If you want to develop or to refresh a hatred of humanity there is no better way, at least in England, that to go litter-picking in an English rural lane. Recently my wife and I have been so horrified by the increase in littering in the beautiful countryside not far from us that we have decided to do a little clearing up of our own. We can clear about two hundred yards of verge (on both sides of the road) in about half an hour, yielding two sacks of rubbish.
Overwhelmingly the rubbish consists of the garish wrappings, cans and bottles of the disgusting things that the English eat and drink in such vast quantities. An examination of the litter resolves a question asked by the ancient Greek philosophers as to whether any man does wrong knowingly. The answer is, Yes, he does.

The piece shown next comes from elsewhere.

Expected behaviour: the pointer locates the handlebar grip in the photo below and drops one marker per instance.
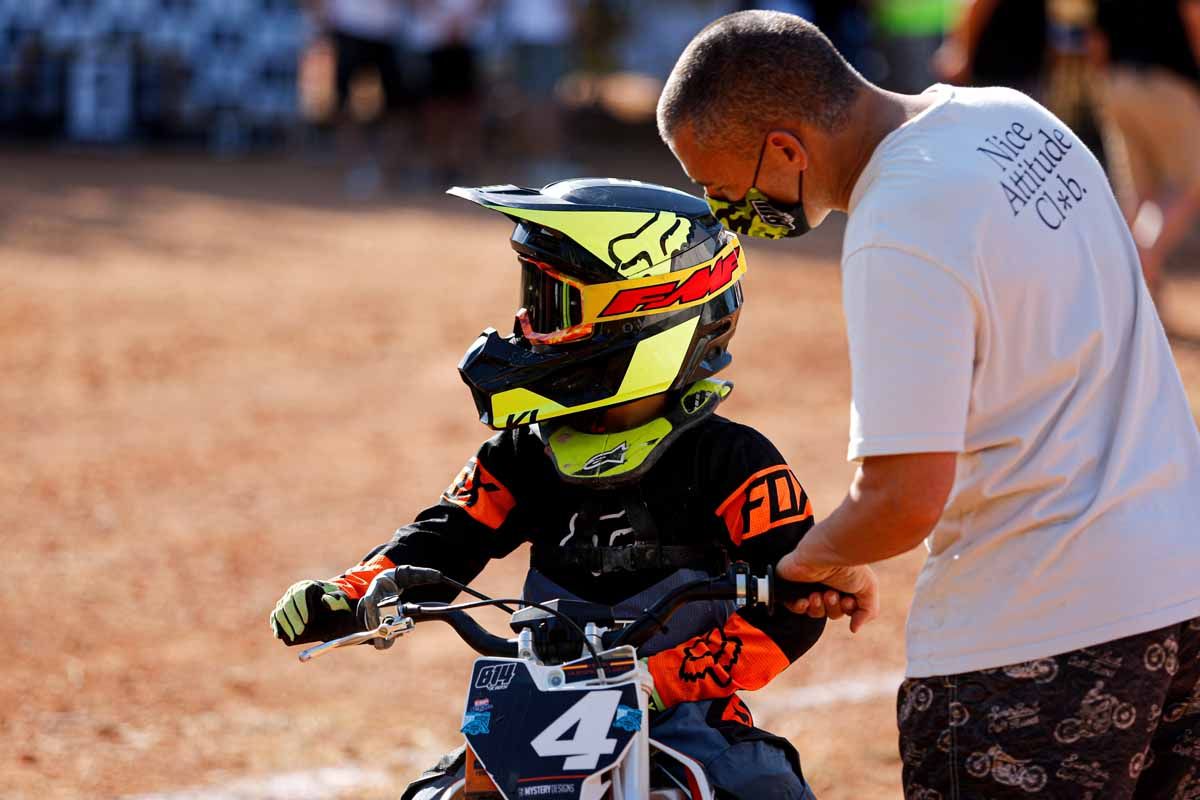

Numbers of people insinuate their garbage deep into a hedgerow so that it can’t be seen from a car. It takes effort to get, say, a can of tooth-rot deep into a hedge: if you just throw it casually from a moving car, I should imagine, it would just bounce off the hedge. Litterers do wrong knowingly.
As for the junk food, I found myself having the most uncharitable thoughts as I examined its wrappings. This food is extremely unhealthy, of course, but I found myself wishing it were a good deal unhealthier. I didn’t want its ill-effects to manifest themselves later in life, or gradually, by means of obesity, high blood prerssure and type II diabetes, but now, immediately. Why, then, no strychnine or arsenic-flavoured crisps, or aconite pie. (I picked up the wrapping of a brand called Fridge Raiders, advertised as After-school nibbles for starving kids, or midnight feasts for ravenous teens, and wished the spicy tikka flavor had been antimony instead.)
The strange thing is that, as I picked the litter, I began to hate the people who drove past me in cars. I didn’t see any of them throw litter out of their vehicles, but I assumed (quite wrongly, of course) that they were all guilty of it at some time. But this was not the reason I hated them: it was because they drove by with their noses in the air without so much as acknowledging my existence, let alone my civic spirit.
Therefore, when you see someone performing a menial but essential and honourable task, such as cleaning the street, take the time to thank him.